We finalized the evaluation by bringing the initial physician board back in to review the results of our evaluation on cerebral oximetry. All six physicians unanimously voted to move to the new Nonin Advance Equanox technology due to the accuracy, reliability and user satisfaction to best provide service for our patient population.


In conclusion, I would like to stress to the reader audience that all devices are not the same and that each facility can, and should, undertake its own evaluation of competing technologies to assess what will meet its individual facility and practice needs.  It should be noted that assessment of true clinical accuracy is complex and likely not feasible in the typical clinical arena given it requires both jugular bulb venous blood sampling and patients to be maintained in a stable state.  However, other factors such as signal integrity, interface factors and functionality can easily be assessed as we did in this trial.  As I mentioned earlier, this trial was done with the knowledge and cooperation of all three companies.  Our goal was to better appreciate the technology capabilities and potential and to identify an optimal solution for our practice.


Again, I would like to thank all of the companies for their support and also thank the patient who dedicated his time to this endeavor.

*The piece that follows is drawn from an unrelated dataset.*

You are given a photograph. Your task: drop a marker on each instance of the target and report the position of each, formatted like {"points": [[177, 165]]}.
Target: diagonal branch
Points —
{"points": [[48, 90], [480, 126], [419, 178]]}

  1. Denault, et al.   A Proposed Algorithm for the Intraoperative Use of Cerebral Near-Infrared Spectroscopy. Seminars in Cardiothoracic and Vascular Anesthesia.  2007 Dec.  11 (4): 274 – 281.



  2. Dippmann C, et al. Severe cerebral desaturation during shoulder arthroscopy in the beach-chair position. Arthroscopy. 2010 Sep;26(9 Suppl):S148-50.



  3. Fischer GW, Torrillo TM, et al. The use of cerebral oximetry as a monitor of the adequacy of cerebral perfusion in a patient undergoing shoulder surgery in the beach chair position. Pain Pract. 2009 Jul-Aug;9(4):304-7.



  4. Murphy GS, et al. Cerebral oxygen desaturation events assessed by near-infrared spectroscopy during shoulder arthroscopy in the beach chair and lateral decubitus positions. Anesth Analg. 2010 Aug;111(2):496-505.